Tuesday, January 08, 2008

BETRAYAL ON CANAL STREET: TRIBAL WARFARE EXPANDS TO KENOSHA

Special to the readers of milwaukeeworld

By Michael Horne

The Potawatomi Bingo Casino website has a graphic display of the expansion project underway that will transform its vulgar sewer-side facility into an even more hideous haven of depravity. But the tribe has been relatively circumspect about how it plans to occupy the hundreds of thousands of square feet it is adding to its property at 1721 W. Canal St., in the heart of Milwaukee’s old cholera district.

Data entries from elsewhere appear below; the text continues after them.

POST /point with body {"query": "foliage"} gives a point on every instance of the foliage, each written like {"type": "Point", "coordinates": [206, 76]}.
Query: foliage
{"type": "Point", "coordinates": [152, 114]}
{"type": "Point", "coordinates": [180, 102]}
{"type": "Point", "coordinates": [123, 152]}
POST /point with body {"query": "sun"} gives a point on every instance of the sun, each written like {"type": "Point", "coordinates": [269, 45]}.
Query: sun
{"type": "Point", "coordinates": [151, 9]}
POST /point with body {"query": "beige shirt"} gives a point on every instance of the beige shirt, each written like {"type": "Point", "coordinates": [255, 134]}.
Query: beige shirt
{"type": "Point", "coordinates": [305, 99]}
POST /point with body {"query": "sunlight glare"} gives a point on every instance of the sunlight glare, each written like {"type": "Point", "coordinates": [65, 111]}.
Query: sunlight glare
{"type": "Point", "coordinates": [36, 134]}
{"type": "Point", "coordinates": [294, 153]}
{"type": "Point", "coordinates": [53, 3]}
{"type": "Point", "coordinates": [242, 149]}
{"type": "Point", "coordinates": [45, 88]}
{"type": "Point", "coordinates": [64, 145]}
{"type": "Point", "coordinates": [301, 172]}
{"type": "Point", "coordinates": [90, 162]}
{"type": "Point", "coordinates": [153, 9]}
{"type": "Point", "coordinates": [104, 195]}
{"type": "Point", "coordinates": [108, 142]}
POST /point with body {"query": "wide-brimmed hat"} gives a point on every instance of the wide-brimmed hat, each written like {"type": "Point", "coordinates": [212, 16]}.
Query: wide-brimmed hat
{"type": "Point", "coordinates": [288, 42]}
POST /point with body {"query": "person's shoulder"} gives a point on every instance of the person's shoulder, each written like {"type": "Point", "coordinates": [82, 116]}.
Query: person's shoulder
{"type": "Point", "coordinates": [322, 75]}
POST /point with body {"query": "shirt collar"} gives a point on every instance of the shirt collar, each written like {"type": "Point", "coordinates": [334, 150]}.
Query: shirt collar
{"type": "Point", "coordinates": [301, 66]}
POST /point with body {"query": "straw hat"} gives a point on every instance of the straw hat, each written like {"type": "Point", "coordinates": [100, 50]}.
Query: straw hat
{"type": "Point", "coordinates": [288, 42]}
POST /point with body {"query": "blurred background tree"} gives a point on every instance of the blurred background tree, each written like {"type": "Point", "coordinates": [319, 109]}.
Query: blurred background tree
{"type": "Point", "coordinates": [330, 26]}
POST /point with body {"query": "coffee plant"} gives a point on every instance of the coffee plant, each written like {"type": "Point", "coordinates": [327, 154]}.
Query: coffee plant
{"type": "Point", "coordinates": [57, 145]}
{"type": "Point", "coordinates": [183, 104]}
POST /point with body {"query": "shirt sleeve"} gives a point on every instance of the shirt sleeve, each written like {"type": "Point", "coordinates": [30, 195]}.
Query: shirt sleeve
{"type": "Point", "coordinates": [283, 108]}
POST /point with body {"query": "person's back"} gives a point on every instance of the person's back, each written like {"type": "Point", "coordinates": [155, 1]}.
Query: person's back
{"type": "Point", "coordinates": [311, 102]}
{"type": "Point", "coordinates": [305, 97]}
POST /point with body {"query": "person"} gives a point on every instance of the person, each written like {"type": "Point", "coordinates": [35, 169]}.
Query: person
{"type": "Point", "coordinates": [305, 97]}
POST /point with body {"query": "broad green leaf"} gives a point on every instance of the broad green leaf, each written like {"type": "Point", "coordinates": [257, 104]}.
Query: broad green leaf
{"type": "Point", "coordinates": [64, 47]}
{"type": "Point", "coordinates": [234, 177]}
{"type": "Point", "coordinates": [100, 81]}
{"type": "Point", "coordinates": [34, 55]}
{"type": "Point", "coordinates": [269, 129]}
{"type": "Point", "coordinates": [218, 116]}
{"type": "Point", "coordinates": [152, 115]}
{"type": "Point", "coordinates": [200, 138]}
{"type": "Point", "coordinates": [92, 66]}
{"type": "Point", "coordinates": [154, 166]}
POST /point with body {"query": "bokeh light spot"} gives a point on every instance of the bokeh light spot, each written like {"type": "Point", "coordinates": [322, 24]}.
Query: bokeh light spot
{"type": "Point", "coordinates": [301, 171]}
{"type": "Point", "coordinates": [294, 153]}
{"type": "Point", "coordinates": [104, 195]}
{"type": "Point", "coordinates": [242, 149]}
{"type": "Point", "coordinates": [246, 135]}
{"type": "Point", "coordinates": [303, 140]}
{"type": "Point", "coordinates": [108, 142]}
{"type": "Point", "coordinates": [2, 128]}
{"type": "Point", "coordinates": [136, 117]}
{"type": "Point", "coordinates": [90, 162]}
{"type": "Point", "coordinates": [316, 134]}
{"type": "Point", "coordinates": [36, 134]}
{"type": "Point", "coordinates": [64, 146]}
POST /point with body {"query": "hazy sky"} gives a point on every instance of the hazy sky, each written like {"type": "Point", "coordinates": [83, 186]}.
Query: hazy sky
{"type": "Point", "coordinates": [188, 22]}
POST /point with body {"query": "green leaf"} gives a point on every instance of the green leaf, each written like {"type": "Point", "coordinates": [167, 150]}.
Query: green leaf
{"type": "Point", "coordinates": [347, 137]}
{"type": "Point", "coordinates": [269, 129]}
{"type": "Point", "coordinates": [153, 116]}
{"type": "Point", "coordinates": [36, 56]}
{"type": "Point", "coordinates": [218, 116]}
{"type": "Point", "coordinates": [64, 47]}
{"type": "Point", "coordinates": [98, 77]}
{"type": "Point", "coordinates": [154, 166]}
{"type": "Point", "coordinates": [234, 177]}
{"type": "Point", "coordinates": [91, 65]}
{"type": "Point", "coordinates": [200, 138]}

However, what started as a Bingo hall now is now a full-fledged gambling hellhole, thanks to the State of Wisconsin Second Amendment to the original Potawatomi Compact signed by Governor Doyle February 19th 2003.

The Supreme Court, which forbade other games during its ruling on the unconstitutional expansion of gaming, (not that it mattered) permitted the off track pari-mutuel wagering in explicit language.


This would permit horse, harness and dog races from tracks across the country to be shown in the Potawatomi Casino. Furthermore, casino patrons would be able to place wagers on those games at the casino when its expansion is complete. But the Potawatomi told a credulous public it had no intention of offering the very games they lobbied so hard to include in the state’s tarnished compact.


According to a 2003 Milwaukee Journal Sentinel article on the subject, written by Steven Walters and Meg Jones, “To protect 300 jobs at the Kenosha greyhound track, the Potawatomi Indian tribe agreed not to offer simulcast betting on live horse or dog races at its Milwaukee casino as long as the dog track is operating. [Emphasis added.]… State Administration Secretary Marc Marotta said Potawatomi officials voluntarily agreed not to exercise a clause in the proposed new gaming compact with the state that allows them to offer simulcast betting. …


“Marotta said the Potawatomi Tribe ‘just wanted to show some support’ for Dairyland.”


However, now that the Potawatomi’s deceit has been revealed, Marotta, today an attorney at Foley & Lardner, sings a slightly different tune. When milwaukeeworld asked if the Potawatomi had reneged on their promise, he responded, “not at all. Wasn't part of the executed deal. The Tribe just wanted to do it as a good will gesture. If we wanted to bind them, it would have been part of the executed deal.”


So, it looks like Marotta is more interested in spreading Potawatomi deceit than in preserving existing jobs by executing a fair and just contract, his quote notwithstanding. The Menominee Indian Tribe of Wisconsin, which hopes to open a casino at the track, is upset, and calls the Potawatomi’s promise “worthless.”


Ken Walsh told the Small Business Times today, Tuesday January 8th, 2008, that simulcast has “always been part of the plan. There was never an agreement not to offer it by the tribe,” also contradicting Marotta’s 2003 statements. Walsh works for Martin Schreiber & Associates, Inc. [MS&A] and is the spokesperson for the Potawatomi. Schreiber negotiated the compact for the Potawatomi. According to the company website, “MS&A developed a comprehensive plan - including polling, advertising, public relations and lobbying - that allowed the Forest County Potawatomi Community to win approval of a Milwaukee casino expansion, despite the determined opposition of the state's strongest mayor and its largest newspaper.”


However, legal issues may arise if the casino attempts to offer simulcasts in its Milwaukee facility, due to provisions in its agreement with the city and city zoning and occupancy regulations that the tribe must obey – if it feels like it.